Pendekar, atau sebut saja jago karate tak harus selalu tampil garang.
Kalau enggak percaya, silakan tanya Horyu Martsuzaki (67),
guru besar Kushin-Ryu Karate-Do, yang punya 1,2 juta murid di 27
provinsi di seluruh Indonesia. “Karate itu seperti celana dalam,”
ujarnya mengejutkan.
Enggak, Anda tidak salah dengar. Karate memang bak pakaian dalam.
Maksudnya, dia melekat pada diri, tapi tak pantas terlihat, apalagi
sengaja diperlihatkan. Orang mempelajari ilmu bela diri justru agar tak
tampak galak. Di keseharian, ada dua gaya hidup seni bela diri.
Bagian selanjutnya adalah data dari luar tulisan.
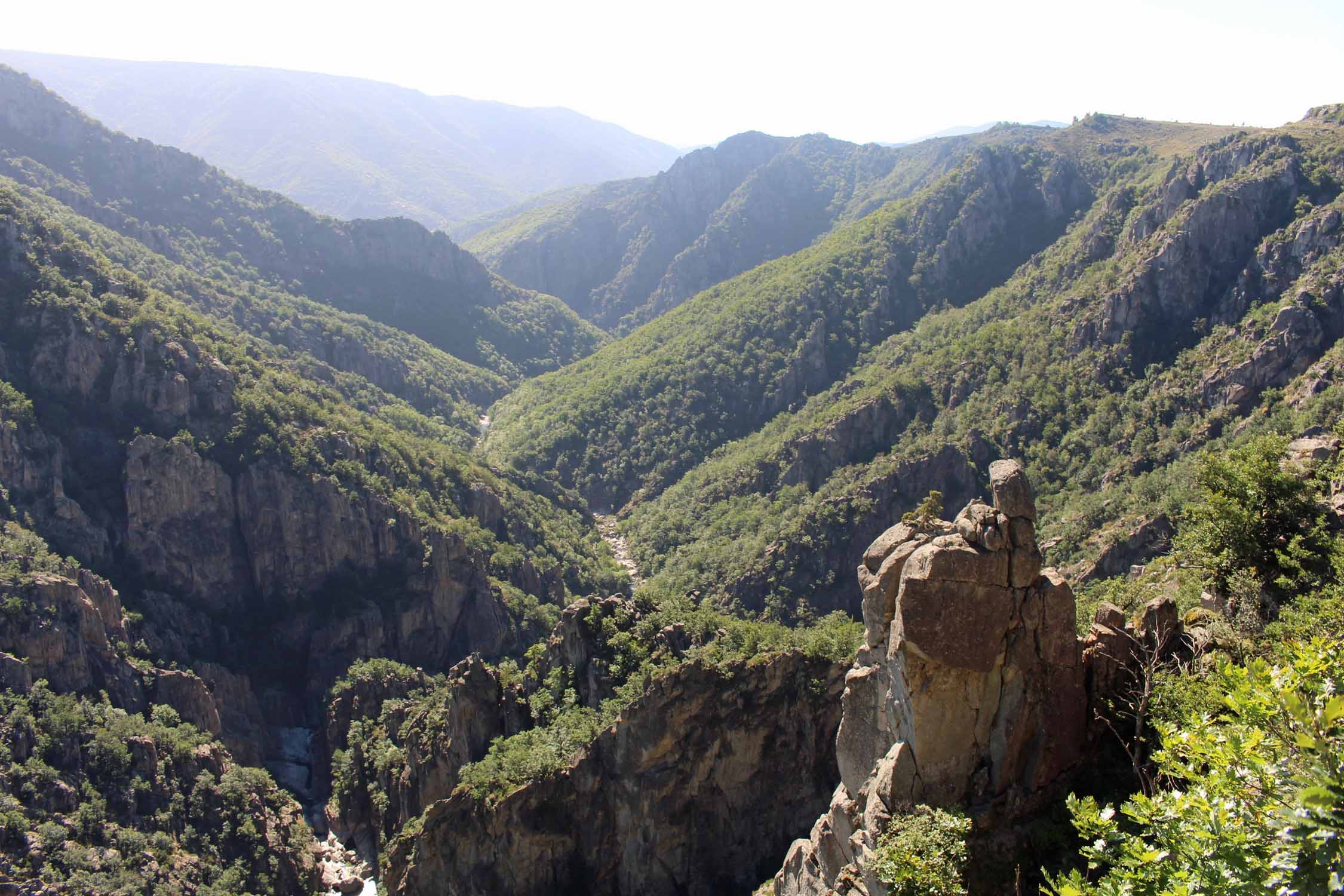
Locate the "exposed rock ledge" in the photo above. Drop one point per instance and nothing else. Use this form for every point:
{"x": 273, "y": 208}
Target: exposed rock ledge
{"x": 696, "y": 789}
{"x": 969, "y": 688}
Pertama,
yang mementingkan peningkatan ilmu untuk memahami hakikat hidup dan
mencapai jatidiri tertinggi sehingga bersikap rendah hati, dan
sebaliknya, yang berniat memanfaatkan ilmu untuk memburu “nama baik” dan
nama besar.
“Siapa saja yang ingin menguasai karate, pertama dan terpenting tak
iri hati, berburuk sangka, mesti selalu rendah hati, pemurah,
berperilaku baik, memelihara ketenangan spiritual, berusaha keras
menjadi teladan bagi semua,” saran sang sensei yang juga punya murid di
Australia, Paraguay, Uruguay, Chile, Argentina, Panama, Timor Leste,
Singapura, Malaysia, Jepang, Korea ini.
Saran bijak tadi tertuang di sampul bukunya, Perjuangan Hidup: Hakikat
Kushin-Ryu Karate-Do (Primamedia Pustaka, 2006). Sesuai makna
karate-do, karate (dasar tangan kosong), do (harus selalu ingat belajar
kemanusiaan).
Penguasaan ilmu karate oleh orang tanpa mental mantap bisa fatal.
Bila sebatas teknik pukulan dan serangan, itu baru kulitnya. Inti
terdalam berarti mempelajari hidup dan manusia itu sendiri. Karate
mengenalkan 100 titik lemah tubuh manusia, 44
di antaranya terlemah. Titik lemah berada di pusat otot,
daging, pembuluh darah dan saraf. Jika ditinju atau ditendang karate-ka
berketerampilan tinggi, bisa meninggal.
Karena tahu betapa berbahayanya titik lemah, bagian ini malah jarang
sekali diserang. Kalahkan lawan dengan tenaga seminimal mungkin.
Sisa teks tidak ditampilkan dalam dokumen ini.